Rome à l’époque des martyrs

Dès lors, les disciples du Christ subirent, par périodes, de cruelles persécutions. À première vue, l’opposition des autorités romaines face aux croyants de cette nouvelle religion semble étonnante. En effet, l’Empire romain avait jusque-là toléré divers types de croyances. Ne fallait-il pas d’abord privilégier l’unité politique de l’Empire ? Or cette nouvelle religion semblait ébranler l’ordre politique qui prévalait à Rome. Pourquoi ? Tout simplement parce qu’aux premiers siècles de notre ère, Rome et ses empereurs étaient « déifiés ».

Ainsi, les empereurs romains, pour justifier aux yeux du peuple leur suprématie, devaient affirmer leur caractère sacré. Les chrétiens, comme le leur avait enseigné Jésus, respectaient l’autorité établie, mais, parce qu’ils ne croyaient qu’en un seul Dieu, ils ne pouvaient admettre la divinité de Rome et de son empereur. La croyance très répandue que les chrétiens représentaient un danger pour la société et pour l’État romain fut la cause (ou le prétexte) des persécutions. Alors, Rome se sentit menacée: elle voulut tuer cette nouvelle façon de penser et de croire qui allait à l’encontre des théories romaines.

Les persécutions ne cessèrent qu’au moment où la religion chrétienne devint le patrimoine des masses. Face à un tel phénomène, l’empereur Constantin le Grand, concéda finalement aux chrétiens la liberté de culte qu’il confirma avec l’édit de Milan en 313. Peu de temps avant sa mort, lui-même se convertit. Quelques années après, l’empereur Théodose fit du christianisme la religion officielle de l’État romain.

Première enfant d’une famille patricienne, c’est justement à Rome que naquit Marcelline en 327, 14 ans à peine après l’édit de Milan. Le christianisme tentait alors de se frayer un chemin parmi les imposants monuments de la ville, images de l’apothéose païenne de l’époque. Derrière les majestueuses façades marbrées se cachait bien souvent le culte des idoles, comme au Panthéon ou dans les temples dédiés aux différentes divinités. La jeune Marcelline vécut dans un monde où « les femmes se mariaient pour divorcer », où la plèbe oisive attendait le pain et les jeux de l’empereur. C’était déjà une société de consommation, de joies faciles, de plaisirs instantanés. La moralité était loin d’être irréprochable…

Cependant, la famille de Marcelline, comme en témoigne le martyre de sainte Sotère son ancêtre, était profondément chrétienne.
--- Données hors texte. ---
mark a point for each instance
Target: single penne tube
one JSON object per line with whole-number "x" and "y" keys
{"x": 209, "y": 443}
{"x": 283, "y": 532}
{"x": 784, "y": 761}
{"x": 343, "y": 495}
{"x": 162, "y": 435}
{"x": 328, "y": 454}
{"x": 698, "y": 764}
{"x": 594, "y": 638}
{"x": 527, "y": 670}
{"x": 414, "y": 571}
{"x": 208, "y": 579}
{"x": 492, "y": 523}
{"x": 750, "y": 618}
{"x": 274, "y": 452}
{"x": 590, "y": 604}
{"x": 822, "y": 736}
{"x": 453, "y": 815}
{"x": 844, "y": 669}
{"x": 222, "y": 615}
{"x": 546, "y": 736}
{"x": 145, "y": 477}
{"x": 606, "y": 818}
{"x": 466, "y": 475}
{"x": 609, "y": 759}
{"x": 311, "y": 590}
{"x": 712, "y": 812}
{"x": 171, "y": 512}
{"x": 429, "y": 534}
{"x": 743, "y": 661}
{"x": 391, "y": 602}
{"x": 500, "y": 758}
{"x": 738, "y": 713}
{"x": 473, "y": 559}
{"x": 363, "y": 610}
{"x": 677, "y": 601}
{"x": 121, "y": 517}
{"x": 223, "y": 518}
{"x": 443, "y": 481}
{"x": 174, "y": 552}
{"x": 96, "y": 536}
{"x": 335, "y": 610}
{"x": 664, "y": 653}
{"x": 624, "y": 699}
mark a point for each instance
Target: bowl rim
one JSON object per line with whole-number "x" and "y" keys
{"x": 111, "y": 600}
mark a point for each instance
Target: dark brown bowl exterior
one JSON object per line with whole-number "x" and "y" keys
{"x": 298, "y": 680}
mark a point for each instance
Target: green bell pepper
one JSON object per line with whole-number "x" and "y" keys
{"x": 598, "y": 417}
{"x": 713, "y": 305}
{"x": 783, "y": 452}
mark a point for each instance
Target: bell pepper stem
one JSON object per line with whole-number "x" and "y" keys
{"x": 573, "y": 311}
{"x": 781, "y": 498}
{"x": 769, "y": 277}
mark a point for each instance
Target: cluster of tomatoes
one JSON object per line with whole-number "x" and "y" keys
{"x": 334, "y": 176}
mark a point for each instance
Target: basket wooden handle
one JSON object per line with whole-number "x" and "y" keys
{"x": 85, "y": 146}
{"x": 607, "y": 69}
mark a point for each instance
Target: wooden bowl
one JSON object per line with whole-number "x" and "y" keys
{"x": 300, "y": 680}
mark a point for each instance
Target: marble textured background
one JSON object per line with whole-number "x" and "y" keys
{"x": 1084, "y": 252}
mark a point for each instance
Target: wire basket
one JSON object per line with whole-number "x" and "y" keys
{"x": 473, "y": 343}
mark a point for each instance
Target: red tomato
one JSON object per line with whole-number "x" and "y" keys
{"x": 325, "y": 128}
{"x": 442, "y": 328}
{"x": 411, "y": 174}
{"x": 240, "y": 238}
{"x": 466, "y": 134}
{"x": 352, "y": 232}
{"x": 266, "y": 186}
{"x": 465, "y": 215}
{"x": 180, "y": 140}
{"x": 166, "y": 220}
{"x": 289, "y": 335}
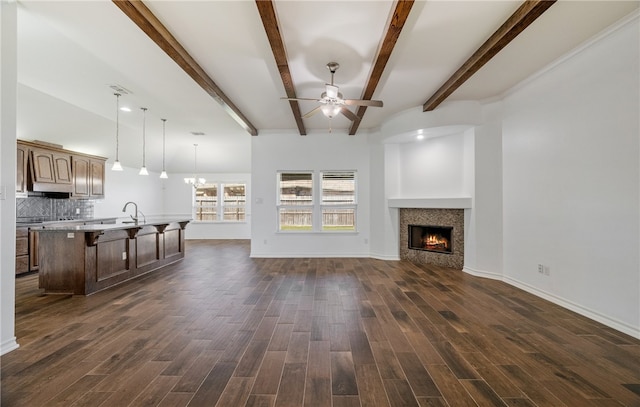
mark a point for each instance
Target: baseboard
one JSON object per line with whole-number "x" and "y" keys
{"x": 308, "y": 255}
{"x": 388, "y": 257}
{"x": 591, "y": 314}
{"x": 482, "y": 273}
{"x": 8, "y": 346}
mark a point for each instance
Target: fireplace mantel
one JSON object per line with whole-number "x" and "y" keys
{"x": 430, "y": 203}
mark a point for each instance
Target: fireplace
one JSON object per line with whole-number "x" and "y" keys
{"x": 431, "y": 238}
{"x": 445, "y": 220}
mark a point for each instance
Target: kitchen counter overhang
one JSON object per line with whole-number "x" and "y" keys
{"x": 84, "y": 259}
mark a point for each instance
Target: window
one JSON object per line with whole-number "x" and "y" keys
{"x": 295, "y": 201}
{"x": 338, "y": 200}
{"x": 206, "y": 207}
{"x": 334, "y": 209}
{"x": 220, "y": 202}
{"x": 234, "y": 202}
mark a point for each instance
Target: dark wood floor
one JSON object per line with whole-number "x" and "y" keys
{"x": 219, "y": 328}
Ses parents la préparèrent au baptême qu’elle reçut, comme le voulait l’usage de l’époque, à l’âge adulte. Plus tard naquit un autre enfant: Satyre, son frère. Les deux petits grandirent à Rome, éduqués d’abord par leur mère qui privilégiait un enseignement simple et vrai, puis par des maîtres aptes à leur inculquer les rudiments de la grammaire, de la rhétorique, de la littérature romaine et grecque, etc.

Lorsque Marcelline atteignit l’âge de treize ans, en 340, son père, élu préfet de prétoire dans les Gaules, dut déménager à Trèves, sur la Moselle. Toute la famille l’y suivit et c’est là que vit le jour le benjamin, Ambroise, futur évêque de Milan. L’adolescente s’épanouissait pleinement lorsque son père mourut prématurément. Il laissait un vide immense dans le coeur de sa femme et de ses enfants. Ceux-ci décidèrent alors de retourner à Rome dans leur maison ancestrale, près du Capitole.

Les premiers temps furent pénibles, l’absence de la figure paternelle se faisant douloureusement sentir. Cependant, peu à peu, la vie normale reprit son cours et Marcelline poursuivit sa formation. Comme toutes les chrétiennes de l’époque, elle approfondit les Saintes Écritures, étudia la poésie grecque et apprit à travailler la laine. Par contre, ce qui lui tenait le plus à coeur était sa préparation catéchétique qu’elle fit avec beaucoup de ferveur, ce qui lui permit, lorsqu’elle eut vingt ans, de recevoir le baptême.

Noble et belle, Marcelline, à l’aube de la vingtaine, aurait pu facilement se trouver un bon parti. Cependant, ce qui semblait évident aux yeux du monde était loin de l’être pour la jeune fille. D’une part, elle voyait des gens de toutes langues et nations, l’opulence des grands seigneurs, le luxe de la table et des toilettes. D’autre part, les plus grands trésors ne pouvaient lui faire oublier le sang des martyrs Pierre, Paul et Sotère, les catacombes, la paix et la joie des chrétiens.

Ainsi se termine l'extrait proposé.